EPIGRAMMA II, 7, ANCORA SUL FACCENDONE: LA FIGURA DEL FACCENDONE; LA SCUOLA A ROMA

In Marziale ci troviamo spesso di fronte ad uno stesso tema trattato in modi diversi in diversi componimenti. Il poeta colpisce, in questo e nell’epigramma precedente, il tipo del “faccendone” (qui, nel componimento 7° del 2° libro, ad Attalo si sostituisce Attico), ovvero di colui che si agita, corre continuamente qua e là, si affanna inutilmente, sembra che faccia sempre molte cose ma in realtà non conclude nulla.

Declamas belle, causas agis, Attice, belle; / historias bellas, carmina bella facis; / componis belle mimos, epigrammata belle; / bellus grammaticus, bellus es astrologus, / et belle cantas et saltas, Attice, belle; / bellus es arte lyrae, bellus es arte pilae. / Nil bene cum facias, facias tamen omnia belle, / vis dicam quid sis? Magnus es ardalio. Declami con grazia, discuti con grazia le cause, Attico; scrivi storie graziose e poesie graziose; componi con grazia i tuoi mimi, con grazia i tuoi epigrammi; sei un grazioso grammatico, un grazioso astrologo, canti con grazia e balli con grazia, Attico; sei grazioso nell’arte della lira, sei grazioso nel gioco della palla. Poiché non fai bene nulla, eppure fai tutto con grazia, vuoi che ti dica che cosa sei? Sei un gran faccendone [F1]

Declamas, "declami": la declamatio, ovvero la "declamazione", consisteva in una recitazione ad alta voce di un discorso accuratamente preparato su un tema fittizio (ad esempio, un problema giudiziario) ed era l’esercizio principale nelle scuole di retorica, nelle quali si preparavano i futuri oratori.

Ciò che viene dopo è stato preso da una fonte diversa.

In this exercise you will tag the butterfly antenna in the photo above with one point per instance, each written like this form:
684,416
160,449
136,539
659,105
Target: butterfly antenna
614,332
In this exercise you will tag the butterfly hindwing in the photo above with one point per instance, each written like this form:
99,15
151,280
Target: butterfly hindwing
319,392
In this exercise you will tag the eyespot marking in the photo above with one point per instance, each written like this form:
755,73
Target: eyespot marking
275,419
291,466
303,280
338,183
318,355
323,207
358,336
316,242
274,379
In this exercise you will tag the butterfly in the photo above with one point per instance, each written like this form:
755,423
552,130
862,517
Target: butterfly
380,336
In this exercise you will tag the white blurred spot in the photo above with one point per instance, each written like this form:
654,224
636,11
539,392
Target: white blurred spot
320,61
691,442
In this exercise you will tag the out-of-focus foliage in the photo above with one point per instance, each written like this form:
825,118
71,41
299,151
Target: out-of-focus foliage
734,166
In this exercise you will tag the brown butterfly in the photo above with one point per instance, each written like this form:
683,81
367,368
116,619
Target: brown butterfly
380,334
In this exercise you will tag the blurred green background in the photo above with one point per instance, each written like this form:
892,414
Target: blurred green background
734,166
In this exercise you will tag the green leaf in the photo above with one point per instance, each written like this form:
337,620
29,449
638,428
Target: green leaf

Mimos, "mimi": erano testi destinati alla scena, o anche alla lettura, che rappresentavano personaggi e situazioni quotidiane.

Grammaticus, "grammatico": era il docente di scuola secondaria, alla quale si accedeva a partire dagli 11 anni per imparare la lingua e la letteratura greche e latine e le nozioni fondamentali di storia, geografia, astronomia e fisica. La scuola pubblica [I1] [E1] [F1] [F2] [F3] [Es1] esisteva a Roma già in epoca repubblicana ed era organizzata in tre cicli: durante il primo ciclo veniva impartita l'istruzione primaria (leggere, scrivere, far di conto), durante il secondo si frequentava il grammaticus (di cui si è già detto), fino ai 16 anni, durante il terzo (il massimo cui un cittadino colto potesse aspirare), si andava alla scuola del rhetor (cui si è accennato poco sopra), il maestro di eloquenza, che insegnava diritto, i classici greci e latini e, soprattutto, l'arte di parlare in pubblico e di convincere l'uditorio: preparava dunque i giovani allievi all'ingresso nella vita politica e nell'attività giudiziaria. In quest'ultimo ciclo si studiavano anche filosofia, matematica e, in seguito, medicina. Infine, chi voleva perfezionarsi ulteriormente e apparteneva ad una famiglia benestante, di solito frequentava le scuole filosofiche e scientifiche più rinomate del mondo antico, come quelle di Atene, Alessandria, Rodi o Pergamo.

Astrologus, "astrologo": l’astrologia era lo studio dei corpi celesti in relazione al destino umano; nell’antichità essa era strettamente collegata con l’astronomia, riguardante la conoscenza dei corpi celesti, delle loro posizioni e movimenti.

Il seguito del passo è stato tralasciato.